In this time-series analysis of PM in California, ambient concentrations of several constituents of fine particles were associated with daily mortality. Specifically, the data suggest consistent associations with EC, OC, NO3, Cu, K, Ti, and Zn, as well as with PM2.5 mass. Stronger associations were observed with mortality for cardiovascular disease and among those > 65 years of age. For cardiovascular mortality, risks associated with the IQRs of EC and Zn were particularly elevated. Comparison of the pollution regression coefficients indicated that, in general, EC and many of the other species that contribute significantly to PM2.5 mass, including OC, NO3, and Zn, all demonstrated higher excess risks than PM2.5 mass. Although this observation may be partly the result of stochastic variability, the associations with mortality were all the more striking given the relatively small number of days with species data in each county (range 243–395), because most time-series studies have > 1,000 days of data (HEI 2003). Increasing the sample size increased the strength of the PM2.5 associations with mortality. With few exceptions, these results were relatively insensitive to alternative treatment of missing values, different smoothers of time, and different lag specifications for meteorologic covariates.
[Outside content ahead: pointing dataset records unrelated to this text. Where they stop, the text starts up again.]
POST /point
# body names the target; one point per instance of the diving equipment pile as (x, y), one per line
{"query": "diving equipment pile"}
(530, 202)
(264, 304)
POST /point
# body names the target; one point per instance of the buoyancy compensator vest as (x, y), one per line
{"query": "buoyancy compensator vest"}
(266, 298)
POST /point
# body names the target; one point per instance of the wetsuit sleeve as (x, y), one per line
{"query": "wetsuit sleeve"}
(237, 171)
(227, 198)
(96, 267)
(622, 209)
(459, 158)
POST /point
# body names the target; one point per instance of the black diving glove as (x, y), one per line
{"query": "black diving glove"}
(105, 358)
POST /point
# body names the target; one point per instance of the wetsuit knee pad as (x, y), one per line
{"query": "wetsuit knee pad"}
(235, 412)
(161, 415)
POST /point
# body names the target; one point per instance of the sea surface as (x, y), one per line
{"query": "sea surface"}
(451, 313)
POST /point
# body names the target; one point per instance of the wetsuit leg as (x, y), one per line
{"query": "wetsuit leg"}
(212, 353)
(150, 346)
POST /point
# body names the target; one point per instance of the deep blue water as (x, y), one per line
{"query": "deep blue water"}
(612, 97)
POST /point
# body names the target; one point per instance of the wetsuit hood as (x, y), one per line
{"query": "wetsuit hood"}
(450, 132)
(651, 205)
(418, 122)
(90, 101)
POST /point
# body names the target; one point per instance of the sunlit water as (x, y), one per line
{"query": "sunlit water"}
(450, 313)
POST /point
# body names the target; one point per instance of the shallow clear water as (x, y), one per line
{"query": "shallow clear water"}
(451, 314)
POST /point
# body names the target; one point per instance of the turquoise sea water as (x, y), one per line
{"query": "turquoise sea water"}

Results were somewhat sensitive, however, to the lag day examined. More of the associations were with a 1-day lag, which is fairly consistent with many previous time-series studies of PM < 10 μm in aerodynamic diameter (PM10) and PM2.5 (HEI 2003). Although there is increasing evidence linking PM exposures with cardiovascular pathophysiology (Brook et al. 2004), there is little to justify a priori an appropriate lag structure for the vast majority of PM2.5 constituents. In this analysis, it is unclear whether the associations of mortality with different lags were caused by a) different mechanisms; b) different mortality reference days for lags 1 and 2 versus lags 0 and 3 because the exposure data were not collected on a daily basis (see “Methods”); or c) stochastic variability due to the relatively low number of observations.